Daniele Gatti, successeur de Franz Welser-Möst, se présentait aux Zurichois le mois passé avec une reprise d’Elektra.

Article mis en ligne le mars 2010
dernière modification le 21 mars 2010

par Eric POUSAZ

Le futur patron de l’Opéra de Zurich vient de nommer son nouveau Directeur Général de la Musique en la personne de Fabio Luisi, un chef bien connu des Genevois. Alexander Pereira, qui reste encore deux ans et demi en fonction sur les bords de la Limmat avant de partir pour le festival de Salzbourg, s’offre le luxe de faire occuper le poste que vient de laisser vacant Franz Welser-Möst par le chef italien Daniele Gatti.

Nommé pour trois ans, le nouveau responsable de la musique dirigera cinq premières dans les deux prochaines saisons et se présentait aux Zurichois le mois passé avec une reprise d’Elektra. A vrai dire, il a déjà dirigé deux fois le Requiem de Verdi, mais cette soirée du 23 janvier marquait véritablement le début de son association avec les musiciens de l’Opéra.

Des débuts remarquables et remarqués
Spécialiste du répertoire allemand, qu’il a beaucoup dirigé à travers le monde, Daniele Gatti offre de la partition monstrueuse de Richard Strauss une lecture agréablement dégraissée. Non que la puissance manque au rendez-vous, mais la transparence reste le mot d’ordre premier de ce chef qui parvient à rendre le jeu de ses instrumentistes délié et soyeux jusque dans les paroxysmes les plus débridés, – et il y en a un bon nombre dans cette partition… Plus intéressante encore s’avère sa tentative de rendre audibles les rythmes de danse qui irriguent l’ensemble du discours : même la scène de la confrontation avec Clytemnestre n’est pas exempte de charme car l’orchestre sait s’y montrer d’un raffinement extrême aussi bien dans les solos des vents que dans ces bribes de mélodie que caressent les cordes avec une sensualité inédite. Débarrassée de ses scories ébouriffantes, la musique n’en paraît que plus riche en dissonances déchirantes et affiche une modernité d’écriture riche en trouvailles exceptionnelles.

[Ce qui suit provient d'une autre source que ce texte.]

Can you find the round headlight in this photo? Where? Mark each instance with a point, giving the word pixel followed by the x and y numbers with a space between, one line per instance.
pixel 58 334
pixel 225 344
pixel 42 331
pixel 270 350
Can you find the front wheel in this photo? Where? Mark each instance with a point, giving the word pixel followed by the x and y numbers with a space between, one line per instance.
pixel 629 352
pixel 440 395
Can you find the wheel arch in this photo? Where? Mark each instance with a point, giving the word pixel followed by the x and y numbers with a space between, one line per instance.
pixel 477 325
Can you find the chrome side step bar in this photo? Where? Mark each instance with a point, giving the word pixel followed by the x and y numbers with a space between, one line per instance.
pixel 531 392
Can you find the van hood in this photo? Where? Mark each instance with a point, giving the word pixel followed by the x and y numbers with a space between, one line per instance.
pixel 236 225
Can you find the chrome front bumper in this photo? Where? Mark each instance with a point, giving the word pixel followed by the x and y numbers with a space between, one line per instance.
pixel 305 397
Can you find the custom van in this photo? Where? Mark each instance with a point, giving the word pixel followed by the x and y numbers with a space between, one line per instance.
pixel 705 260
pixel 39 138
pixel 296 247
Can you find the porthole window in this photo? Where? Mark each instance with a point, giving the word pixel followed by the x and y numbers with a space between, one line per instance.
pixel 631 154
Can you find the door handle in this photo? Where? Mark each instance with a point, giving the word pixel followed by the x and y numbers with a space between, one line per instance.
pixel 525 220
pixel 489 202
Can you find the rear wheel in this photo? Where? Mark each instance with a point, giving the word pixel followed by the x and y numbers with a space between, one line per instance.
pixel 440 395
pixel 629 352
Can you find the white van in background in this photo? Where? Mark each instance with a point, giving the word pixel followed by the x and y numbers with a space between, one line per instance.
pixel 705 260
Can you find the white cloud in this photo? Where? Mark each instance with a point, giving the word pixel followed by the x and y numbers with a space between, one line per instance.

Il est vrai que ce procédé d’allègement du matériau se fait parfois au détriment de la cohésion des scènes que l’auditeur perçoit souvent comme morcelées en divers épisodes à la façon d’une gigantesque rhapsodie ; néanmoins, les gains sont appréciables tant au niveau de la compréhension du texte que du raffinement des effets obtenus.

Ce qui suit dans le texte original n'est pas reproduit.